As the film starts, Rashida Jones and Andy Samberg playing the couple in question have been separated for 6 months. They got married quite young, fought all the time, and decided that splitting up was best. But they are still best friends. They spend all of their time together, to the point that they still live on the same property (just in different sections of it). Their friends find it weird. And with both parties engaged in a willing blindness to how this arrangement might be detrimental, neither one has been able to move on. Egged on by his pot-dealing buddy (Will McCormack), Jesse decides to take the first dating plunge out in the world. A major life event then quickly occurs that forces Celeste to evaluate what she’s been doing, as well.
Jones co-wrote this movie with McCormack, and smartly, she gets most of the screen time of the two leads. While this is definitely the best movie that Samberg’s been a part of, he isn’t a full fledged “actor” yet. Funny, yes. Engaging, sure. But he doesn’t seem to have a full range of emotions in his arsenal yet. However, as an underachieving would-be artist who cries at old videotapes of Olympic weight lifting competitions while eating cereal, Samberg is convincing. He’s found a role of which he’s capable.
Meanwhile, Jones, definitely the better actor, garners the lion’s share of attention. She’s smart, smug at times, and genuinely trying to figure herself out. In fact, that’s a great word to describe most of this movie, genuine. These feel like real characters with real lives. Celeste tries in fits and starts to date again. She quickly learns the guys she thinks are worthwhile sometimes aren’t (one particular episode with a smart, handsome photojournalist ends quite embarrassingly), while one potential man she meets at yoga who she tries to dismiss as just another collection of clichés turns out to have more depth than she initially thought.

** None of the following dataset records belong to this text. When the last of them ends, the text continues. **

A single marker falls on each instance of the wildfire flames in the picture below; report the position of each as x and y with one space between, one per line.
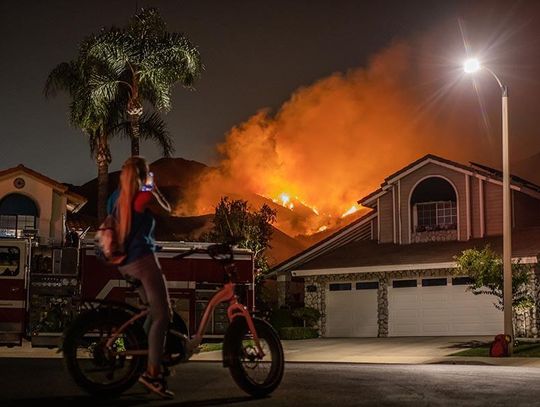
334 141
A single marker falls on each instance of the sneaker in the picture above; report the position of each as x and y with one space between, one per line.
156 384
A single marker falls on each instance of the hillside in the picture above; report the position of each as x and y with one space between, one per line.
174 176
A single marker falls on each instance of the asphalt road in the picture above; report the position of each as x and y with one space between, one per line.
44 382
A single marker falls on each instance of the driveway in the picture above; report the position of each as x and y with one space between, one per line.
370 350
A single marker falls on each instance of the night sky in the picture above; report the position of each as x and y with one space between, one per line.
256 54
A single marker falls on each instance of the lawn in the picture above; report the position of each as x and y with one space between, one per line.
522 350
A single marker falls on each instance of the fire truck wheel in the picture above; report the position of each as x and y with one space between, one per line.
258 376
102 371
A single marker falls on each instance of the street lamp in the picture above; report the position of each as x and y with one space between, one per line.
470 66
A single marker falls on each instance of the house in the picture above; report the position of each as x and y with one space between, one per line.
33 203
389 273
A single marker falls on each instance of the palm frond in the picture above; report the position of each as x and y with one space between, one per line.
63 77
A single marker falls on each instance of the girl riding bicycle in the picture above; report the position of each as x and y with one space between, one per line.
132 203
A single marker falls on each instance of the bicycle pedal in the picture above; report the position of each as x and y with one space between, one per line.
169 372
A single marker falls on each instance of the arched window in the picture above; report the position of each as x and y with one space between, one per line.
17 213
434 205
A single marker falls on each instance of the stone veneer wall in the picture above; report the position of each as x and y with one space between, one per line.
525 322
434 236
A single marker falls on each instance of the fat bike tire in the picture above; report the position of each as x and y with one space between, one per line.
90 365
257 377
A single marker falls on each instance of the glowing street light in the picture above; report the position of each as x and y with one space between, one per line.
470 66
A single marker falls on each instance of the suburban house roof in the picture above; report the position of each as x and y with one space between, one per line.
75 201
354 230
346 248
368 255
478 170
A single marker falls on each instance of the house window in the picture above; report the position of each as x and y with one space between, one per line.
9 261
340 287
436 216
13 225
8 225
367 285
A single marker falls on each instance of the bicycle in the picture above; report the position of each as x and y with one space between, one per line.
105 347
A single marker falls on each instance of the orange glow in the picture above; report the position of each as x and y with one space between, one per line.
352 210
334 141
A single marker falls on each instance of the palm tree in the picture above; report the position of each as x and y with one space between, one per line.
73 78
142 63
99 121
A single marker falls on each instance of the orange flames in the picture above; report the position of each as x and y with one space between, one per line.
334 142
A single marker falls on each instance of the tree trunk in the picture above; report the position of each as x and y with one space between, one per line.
135 141
103 158
135 111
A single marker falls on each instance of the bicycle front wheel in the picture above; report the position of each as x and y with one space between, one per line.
100 370
255 375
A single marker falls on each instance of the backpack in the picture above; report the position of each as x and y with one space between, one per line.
499 346
106 244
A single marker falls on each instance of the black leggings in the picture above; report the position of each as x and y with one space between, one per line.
153 292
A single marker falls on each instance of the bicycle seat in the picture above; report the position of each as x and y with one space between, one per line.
132 281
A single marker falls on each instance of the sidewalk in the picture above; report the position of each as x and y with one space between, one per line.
417 350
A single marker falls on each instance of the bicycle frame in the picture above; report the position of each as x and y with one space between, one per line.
235 309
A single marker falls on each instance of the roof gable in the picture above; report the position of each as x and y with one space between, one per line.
73 198
478 170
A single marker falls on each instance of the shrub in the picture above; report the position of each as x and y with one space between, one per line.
298 332
309 316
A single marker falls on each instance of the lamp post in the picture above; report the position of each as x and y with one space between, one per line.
470 66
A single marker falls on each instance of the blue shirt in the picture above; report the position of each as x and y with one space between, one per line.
140 241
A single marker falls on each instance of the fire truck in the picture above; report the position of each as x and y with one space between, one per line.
41 287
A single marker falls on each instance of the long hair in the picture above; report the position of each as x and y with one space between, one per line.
134 171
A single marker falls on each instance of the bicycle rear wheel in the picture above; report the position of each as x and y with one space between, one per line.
255 375
99 370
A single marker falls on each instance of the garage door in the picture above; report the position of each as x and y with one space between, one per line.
440 307
351 309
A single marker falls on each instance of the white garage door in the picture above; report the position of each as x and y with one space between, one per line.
440 307
351 309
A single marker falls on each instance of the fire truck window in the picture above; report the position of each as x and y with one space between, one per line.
9 261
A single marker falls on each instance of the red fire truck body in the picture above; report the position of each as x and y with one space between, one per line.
36 302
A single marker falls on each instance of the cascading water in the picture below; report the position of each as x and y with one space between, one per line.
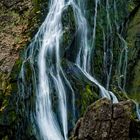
50 81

While this is a mostly believable, thoughtful film, there are a couple of minor complaints. Yes, this is the kind of movie where the characters have careers that are far more interesting than most people have in real life. Jesse, while an out-of-work slacker, of course has to be a talented artist who just needs his big gallery break. Celeste, having just written a successful book about trend-spotting, works at a PR consulting firm. In this setting, she is assigned to work on a campaign for a teenage pop music diva played by Emma Roberts. But even this episode helps to point out Celeste’s fatal flaw of pre-judging people and feeling superior. The teeny-bopper character proves to be much more than the one-dimensional brat she initially seems.
Also, there is some dialogue at the very beginning that feels a little too clunky and expository. You know, the kind of scene where someone says what other characters have been doing for months and defines their current opinions all in one sentence. But the script gets over that pretty quickly, settling into a nice groove that doesn’t strain credulity.
For late August, in what is usually the dumping ground of mediocrity for summer releases, Celeste and Jesse Forever is a small gem. It has adults acting somewhat adult. What usually gets dismissed in other movies by a line like “I need to sort some stuff out” is actually the focus of this story. These people are actually working on themselves. Rashida Jones is engaging in her role. And the end, it doesn’t feel like a cop-out at all. This is a modest comedy that might find it’s way onto some best of lists at the end of the year. Recommended.